The authors thank Christian Stilp, Dr. Mark Hedrick, Dr. Marjorie Leek, and an anonymous reviewer for their helpful comments on an earlier version of this manuscript. The authors also thank Amanda Baum, Rebecca Edds, Tricia Nechodom, and Rebecca (“Hallie”) Strauss for their efforts during the data collection process. We also thank Dr. Patricia Stelmachowicz for access to the hearing aid and equipment used to make the recordings shown in Figure 14. This research was supported by a grant to the first author from The National Organization for Hearing Research Foundation (“The 2006 Graymer Foundation Grant in Auditory Science”) and a grant to the second author from the National Institutes of Health, NIDCD (R01DC04072). This manuscript was written while supported by NIDCD grant T32 DC000013 (BTNRH).
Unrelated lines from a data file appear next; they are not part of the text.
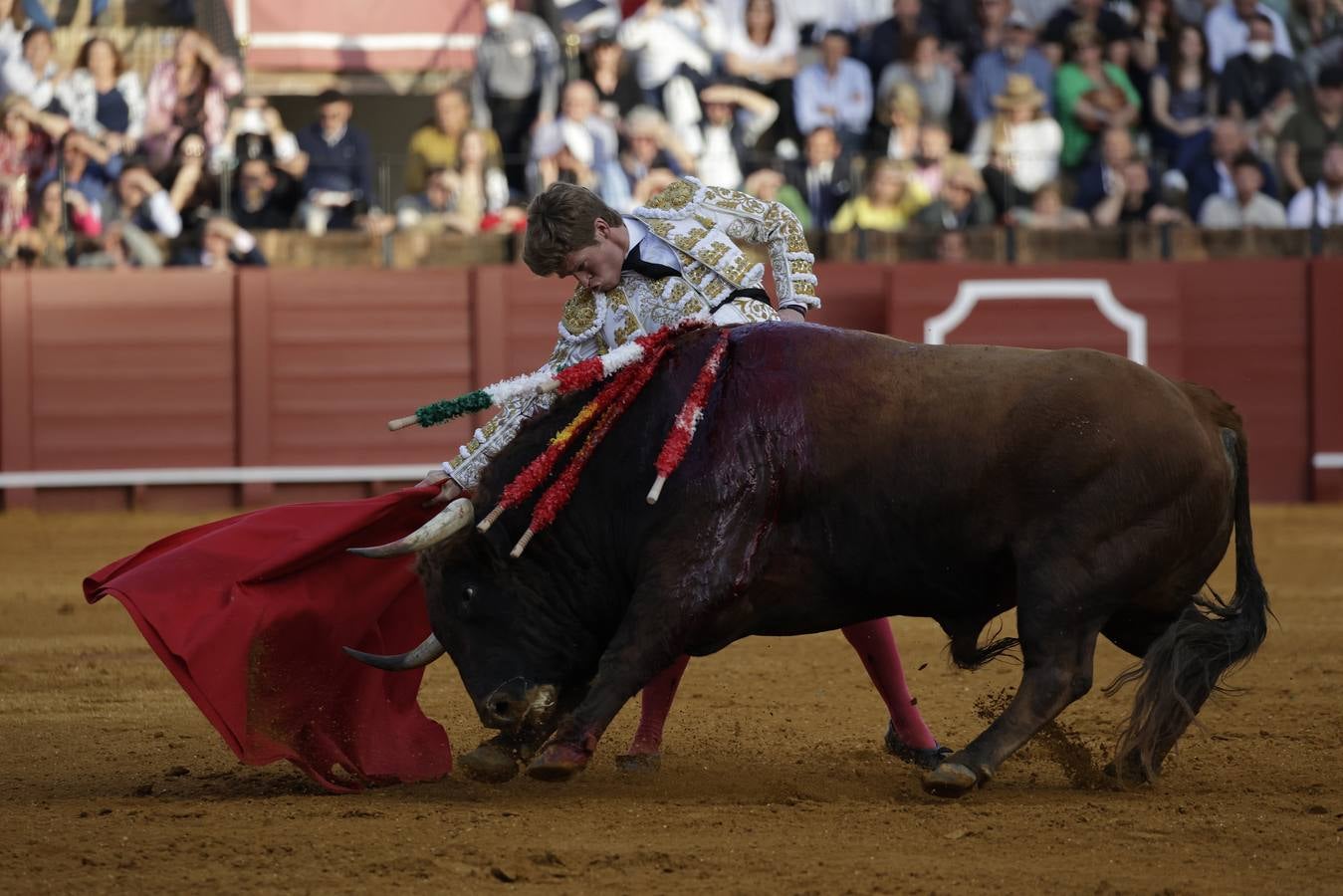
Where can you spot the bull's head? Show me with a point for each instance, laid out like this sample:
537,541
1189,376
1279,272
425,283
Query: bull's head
515,650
1The term “onset” will be used generally to refer the 30-ms period over which F2 and spectral tilt transition from their initial values at the start of the consonant to their final steady state values at the start of the vowel. F2 and tilt manipulations will be nominally identified by their initial values at the start of the onset.
2In Klatt’s synthesizers (1980, Klatt and Klatt, 1990), spectral tilt is increased or decreased by adjusting a single-pole filter such that the broad high-frequency skirt of the filter alters the overall shape of the spectrum.
3One possibility is that because HI listeners participated in all five experiments (generally, in order from Experiment 1 to Experiment 5) that differences in performance could be due to learning effects. There seems to be no evidence for this in the data because there is no systematic trend in F2 and tilt weights going from Experiment 1 to Experiment 5, especially when compared to NH listeners.
4Software version 2.5.41. See http://bootstrap-software.org/psignifit.
5The reason for using linear fits on the pooled data is that logistic fits to the individual data could not be obtained in many cases due to the restricted range of response probabilities at several F2 values, especially near the endpoints.